Он думал, нападал на себя, опровергал свои слова, издевался горько, с неумолимой прямотой над мыслями, еще недавно утешавшими и успокаивавшими его. «Врешь, ты все знал о себе, видел все перемены! И причины ты знаешь: „не во всем принципиален, не всегда принципиален", — так сказал о тебе Лазарев, и это правда, все правда. Спокойствие ты любишь больше всего, а принципиальные люди — народ беспокойный, тут он тоже прав, и тебе нечем крыть. Вот так все и шло — ты уставал подхватывать хорошую, но требующую большой поддержки инициативу, уставал драться за нее, уставал думать о новом, боялся ссориться с начальниками, говорить им неприятности, а Лазарев вот не боится, нет! Помнишь это дело со строительством совхоза под Рудным? Помнишь, как возник этот план — построить теплицы на площади в сто гектаров, обогревать их теплом ТЭЦ и снабдить город свежими овощами? План хороший — лук и помидоры приходится часто самолетами забрасывать в Рудный, не только судами, — здешняя вечная мерзлота ничего не родит. И затрат требовалось не так уж много.
— Да нет, неверно это! — крикнул он, снова пытаясь защитить себя. «А твоя борьба за план? Разве бюрократом и чинушей показал ты себя в этой борьбе? Вспомни, ты дни и ночи проводил на предприятиях, забывал заехать в горком, влез в технологию, познакомился со всеми мастерами, с рабочими. А сколько ты сидел с инженерами „бриза", прикидывал, как повысить производительность процессов и агрегатов? А твои выступления, твои разговоры с людьми — ведь они зажигали их! А твоя настойчивая, методическая проверка решений и обязательств? А помнишь этот телефонный разговор мастера обогатительной фабрики с работником рудника, который ты случайно подслушал? „Вот попробуйте только на час опоздать, — кричал мастер, — немедленно к Семенову пойду, он научит вас работать!" Ведь это было — люди шли к тебе, атаковали тебя на ходу, ты им нужен был, нужен был производству. Что же ты мажешь себя одной черной краской?»
«Нет, это не так просто, — ответил он себе неумолимо. — Ведь тут проявилась твоя тяга к спокойствию, что говорить, своеобразно проявилась, ты явление сложное, сразу ярлычка не подберешь, как выразился сегодня Чибисов. Все дело в том, что тогда так было спокойнее работать, энергично — Печерского сняли, заводы в Рудном не выполняли план, Москва требовала перелома. Вот так ты всегда: есть директива — выполняй, нет директивы — сиди на месте.
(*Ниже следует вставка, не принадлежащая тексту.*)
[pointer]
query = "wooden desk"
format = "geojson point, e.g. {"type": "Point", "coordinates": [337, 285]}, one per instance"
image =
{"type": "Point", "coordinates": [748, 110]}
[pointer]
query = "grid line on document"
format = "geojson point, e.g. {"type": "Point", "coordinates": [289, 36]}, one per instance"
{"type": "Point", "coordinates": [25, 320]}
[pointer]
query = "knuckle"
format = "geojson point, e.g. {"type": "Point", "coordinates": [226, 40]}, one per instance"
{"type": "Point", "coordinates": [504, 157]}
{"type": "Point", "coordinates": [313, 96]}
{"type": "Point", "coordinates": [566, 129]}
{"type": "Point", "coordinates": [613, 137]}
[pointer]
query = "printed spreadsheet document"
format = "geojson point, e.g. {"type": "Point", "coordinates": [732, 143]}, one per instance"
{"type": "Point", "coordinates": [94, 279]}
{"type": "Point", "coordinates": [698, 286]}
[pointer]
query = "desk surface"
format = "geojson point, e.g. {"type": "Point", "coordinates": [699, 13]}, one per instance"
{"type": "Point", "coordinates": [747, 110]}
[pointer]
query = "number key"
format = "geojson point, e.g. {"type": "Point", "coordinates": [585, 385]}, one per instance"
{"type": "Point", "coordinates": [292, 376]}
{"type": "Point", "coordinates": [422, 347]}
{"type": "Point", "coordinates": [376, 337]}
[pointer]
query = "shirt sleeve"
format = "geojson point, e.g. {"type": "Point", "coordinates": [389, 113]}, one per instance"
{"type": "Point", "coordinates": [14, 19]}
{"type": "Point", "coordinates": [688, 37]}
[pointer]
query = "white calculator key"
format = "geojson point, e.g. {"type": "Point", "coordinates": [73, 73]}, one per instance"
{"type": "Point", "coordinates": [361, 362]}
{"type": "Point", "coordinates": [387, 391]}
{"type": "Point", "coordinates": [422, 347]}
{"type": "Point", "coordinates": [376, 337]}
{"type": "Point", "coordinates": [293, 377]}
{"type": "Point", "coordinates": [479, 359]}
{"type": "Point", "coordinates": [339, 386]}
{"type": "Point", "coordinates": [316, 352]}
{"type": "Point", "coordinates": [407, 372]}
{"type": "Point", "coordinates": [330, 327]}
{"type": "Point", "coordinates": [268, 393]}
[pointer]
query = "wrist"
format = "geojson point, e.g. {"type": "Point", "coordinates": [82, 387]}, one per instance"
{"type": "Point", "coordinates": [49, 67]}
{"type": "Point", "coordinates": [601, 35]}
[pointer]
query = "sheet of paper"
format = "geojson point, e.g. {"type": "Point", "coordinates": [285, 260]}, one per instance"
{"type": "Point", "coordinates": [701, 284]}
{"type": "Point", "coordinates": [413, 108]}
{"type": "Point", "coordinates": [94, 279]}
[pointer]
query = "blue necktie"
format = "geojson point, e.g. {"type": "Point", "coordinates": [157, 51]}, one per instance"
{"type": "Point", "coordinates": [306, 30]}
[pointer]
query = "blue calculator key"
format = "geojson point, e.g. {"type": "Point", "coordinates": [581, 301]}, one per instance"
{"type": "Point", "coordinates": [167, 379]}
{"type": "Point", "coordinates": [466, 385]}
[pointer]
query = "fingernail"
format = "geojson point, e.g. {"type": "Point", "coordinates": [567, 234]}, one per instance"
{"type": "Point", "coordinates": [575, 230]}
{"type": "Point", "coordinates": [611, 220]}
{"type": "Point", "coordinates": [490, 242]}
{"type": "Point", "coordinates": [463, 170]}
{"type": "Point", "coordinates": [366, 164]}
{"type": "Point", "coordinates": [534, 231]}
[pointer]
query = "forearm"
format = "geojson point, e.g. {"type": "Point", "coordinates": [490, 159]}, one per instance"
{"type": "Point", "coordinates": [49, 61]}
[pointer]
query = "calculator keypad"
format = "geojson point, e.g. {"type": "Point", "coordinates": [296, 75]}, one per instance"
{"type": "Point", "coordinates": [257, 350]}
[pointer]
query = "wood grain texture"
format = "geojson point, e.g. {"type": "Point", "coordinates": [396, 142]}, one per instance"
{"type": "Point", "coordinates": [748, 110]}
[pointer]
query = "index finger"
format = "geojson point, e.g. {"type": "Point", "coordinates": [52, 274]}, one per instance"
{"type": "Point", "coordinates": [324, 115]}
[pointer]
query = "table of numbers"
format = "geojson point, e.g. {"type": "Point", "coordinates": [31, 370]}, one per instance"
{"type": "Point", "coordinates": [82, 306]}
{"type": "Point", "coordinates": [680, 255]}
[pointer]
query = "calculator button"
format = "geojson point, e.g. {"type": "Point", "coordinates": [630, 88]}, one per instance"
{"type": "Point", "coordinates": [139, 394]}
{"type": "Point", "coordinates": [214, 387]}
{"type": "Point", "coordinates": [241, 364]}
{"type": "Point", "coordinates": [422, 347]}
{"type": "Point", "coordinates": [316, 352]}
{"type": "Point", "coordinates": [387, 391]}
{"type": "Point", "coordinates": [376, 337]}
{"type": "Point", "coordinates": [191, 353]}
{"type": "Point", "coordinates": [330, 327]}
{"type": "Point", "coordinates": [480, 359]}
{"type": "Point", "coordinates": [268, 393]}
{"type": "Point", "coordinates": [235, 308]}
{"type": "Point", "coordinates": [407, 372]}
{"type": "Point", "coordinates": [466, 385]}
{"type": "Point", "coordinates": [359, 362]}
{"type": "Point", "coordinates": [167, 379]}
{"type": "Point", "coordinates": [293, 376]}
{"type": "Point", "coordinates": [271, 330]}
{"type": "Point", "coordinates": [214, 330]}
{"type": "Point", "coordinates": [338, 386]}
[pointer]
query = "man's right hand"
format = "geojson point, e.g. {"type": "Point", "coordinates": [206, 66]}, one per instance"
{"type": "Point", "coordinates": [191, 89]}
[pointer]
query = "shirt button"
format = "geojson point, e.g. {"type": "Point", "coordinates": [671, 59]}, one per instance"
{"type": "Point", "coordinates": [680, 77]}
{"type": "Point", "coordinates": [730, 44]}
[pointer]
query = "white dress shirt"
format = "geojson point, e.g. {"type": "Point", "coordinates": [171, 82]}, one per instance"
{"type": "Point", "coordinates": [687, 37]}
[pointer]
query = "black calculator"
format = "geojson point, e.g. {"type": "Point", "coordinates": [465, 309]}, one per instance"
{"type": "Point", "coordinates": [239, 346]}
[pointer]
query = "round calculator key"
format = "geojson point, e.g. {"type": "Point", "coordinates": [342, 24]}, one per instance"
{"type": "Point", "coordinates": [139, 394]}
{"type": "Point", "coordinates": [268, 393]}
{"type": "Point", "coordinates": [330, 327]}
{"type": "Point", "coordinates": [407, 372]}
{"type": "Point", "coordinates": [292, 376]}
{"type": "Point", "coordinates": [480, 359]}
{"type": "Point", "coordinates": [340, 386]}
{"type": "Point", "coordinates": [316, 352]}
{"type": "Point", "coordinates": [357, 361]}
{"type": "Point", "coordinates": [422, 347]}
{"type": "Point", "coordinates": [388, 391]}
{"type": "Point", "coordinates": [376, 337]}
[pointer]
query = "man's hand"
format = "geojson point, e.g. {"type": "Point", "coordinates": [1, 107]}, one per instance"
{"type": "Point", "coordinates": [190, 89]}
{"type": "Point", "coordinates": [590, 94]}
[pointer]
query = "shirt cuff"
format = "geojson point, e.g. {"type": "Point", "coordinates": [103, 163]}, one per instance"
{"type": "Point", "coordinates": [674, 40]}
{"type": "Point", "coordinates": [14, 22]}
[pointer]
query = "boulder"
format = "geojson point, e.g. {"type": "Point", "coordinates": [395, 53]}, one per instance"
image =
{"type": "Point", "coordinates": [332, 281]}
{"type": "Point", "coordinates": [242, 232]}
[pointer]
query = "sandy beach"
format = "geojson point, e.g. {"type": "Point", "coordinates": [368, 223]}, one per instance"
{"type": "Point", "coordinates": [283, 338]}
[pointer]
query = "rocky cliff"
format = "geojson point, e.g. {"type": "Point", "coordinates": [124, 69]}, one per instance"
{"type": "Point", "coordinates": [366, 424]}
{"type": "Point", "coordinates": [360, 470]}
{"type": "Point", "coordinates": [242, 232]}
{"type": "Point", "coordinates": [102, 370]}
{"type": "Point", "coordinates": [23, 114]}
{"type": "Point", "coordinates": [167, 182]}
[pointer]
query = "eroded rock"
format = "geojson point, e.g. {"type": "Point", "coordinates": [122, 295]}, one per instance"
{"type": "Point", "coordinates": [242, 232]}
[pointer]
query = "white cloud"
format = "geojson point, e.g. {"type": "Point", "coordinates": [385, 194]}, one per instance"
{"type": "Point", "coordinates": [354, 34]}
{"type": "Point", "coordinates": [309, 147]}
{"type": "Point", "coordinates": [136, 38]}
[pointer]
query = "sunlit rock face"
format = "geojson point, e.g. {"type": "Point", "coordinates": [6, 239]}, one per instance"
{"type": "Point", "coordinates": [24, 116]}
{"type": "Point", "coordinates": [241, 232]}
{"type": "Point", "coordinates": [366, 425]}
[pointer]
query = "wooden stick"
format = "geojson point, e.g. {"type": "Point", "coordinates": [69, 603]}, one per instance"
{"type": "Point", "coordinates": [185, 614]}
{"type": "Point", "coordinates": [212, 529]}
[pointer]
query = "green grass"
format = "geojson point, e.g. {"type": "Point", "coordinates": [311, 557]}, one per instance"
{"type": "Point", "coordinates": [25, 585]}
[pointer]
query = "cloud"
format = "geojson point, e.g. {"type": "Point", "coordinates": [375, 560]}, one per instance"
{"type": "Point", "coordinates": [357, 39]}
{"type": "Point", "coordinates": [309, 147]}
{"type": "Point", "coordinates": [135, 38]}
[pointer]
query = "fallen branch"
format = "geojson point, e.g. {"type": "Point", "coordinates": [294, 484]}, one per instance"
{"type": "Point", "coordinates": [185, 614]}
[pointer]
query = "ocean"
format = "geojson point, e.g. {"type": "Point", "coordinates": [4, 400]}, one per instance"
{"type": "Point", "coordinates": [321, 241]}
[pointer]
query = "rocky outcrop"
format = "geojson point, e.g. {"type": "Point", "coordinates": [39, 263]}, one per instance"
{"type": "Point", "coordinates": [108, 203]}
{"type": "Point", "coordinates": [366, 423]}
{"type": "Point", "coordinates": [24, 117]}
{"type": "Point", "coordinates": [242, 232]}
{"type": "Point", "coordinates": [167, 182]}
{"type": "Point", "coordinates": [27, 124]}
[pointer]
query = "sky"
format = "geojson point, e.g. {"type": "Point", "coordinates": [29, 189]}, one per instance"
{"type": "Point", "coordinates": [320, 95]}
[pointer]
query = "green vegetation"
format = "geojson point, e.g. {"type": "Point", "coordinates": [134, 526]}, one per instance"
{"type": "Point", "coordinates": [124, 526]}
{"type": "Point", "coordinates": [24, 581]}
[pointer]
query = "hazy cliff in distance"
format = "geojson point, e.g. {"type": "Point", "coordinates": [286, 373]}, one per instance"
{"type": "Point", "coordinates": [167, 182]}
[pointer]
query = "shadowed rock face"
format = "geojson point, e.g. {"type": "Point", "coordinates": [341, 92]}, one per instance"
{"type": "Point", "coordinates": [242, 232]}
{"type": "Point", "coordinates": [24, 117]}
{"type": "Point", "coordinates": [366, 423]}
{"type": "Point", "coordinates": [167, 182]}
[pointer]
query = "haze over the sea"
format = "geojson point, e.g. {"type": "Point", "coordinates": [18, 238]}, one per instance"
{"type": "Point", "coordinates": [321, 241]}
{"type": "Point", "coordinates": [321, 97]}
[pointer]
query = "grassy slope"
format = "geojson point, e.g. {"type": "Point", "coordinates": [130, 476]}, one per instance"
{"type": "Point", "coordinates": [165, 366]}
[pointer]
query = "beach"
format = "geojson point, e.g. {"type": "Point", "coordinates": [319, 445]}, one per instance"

Сегодня спокойнее ничего не делать — ты ничего не делаешь, завтра спокойнее и безопаснее действовать — ты с энергией берешься за работу. Сложное явление, сложное, ничего не скажешь».
Он вспомнил о том, как рассуждал ночью, вспомнил о планах борьбы с людьми, провалившими его на голосовании, и его передернуло, словно от физической боли. Теперь он совсем другими глазами смотрел на случившееся с ним несчастье, и те, прежние его мысли казались ему мелкими и грязными. «Стыдись, стыдись! — сказал он себе сурово. — Что ты увидел во всем этом? Личные счеты, дрязги, ничего принципиального, а принципиальное было. Ты рассуждал как обыватель, как мещанин и лишний раз доказал людям, что правильно они сделали, провалив тебя. „Дружки Маркова, тайная группка" — стыдись! Ты смотрел на людей, а был слеп, ничего не видел, другие открыли тебе глаза!»
Теперь он думал не о прошлом, а о будущем. И будущее, вначале туманное и неопределенное, делалось беспощадно достоверным. Отчаяние снова овладело Семеновым. Он знал самое главное, то, чего не знали те, кто был против него, — ему не просто удар наносили, не только учили тяжким и заслуженным уроком, а ломали всю его жизнь, потому что случившееся было для него непоправимой катастрофой.
— Ты, Иван Леонтьевич, не фамилию мою зачеркнул, — сказал Семенов вслух, — ты лучшее во мне перечеркнул.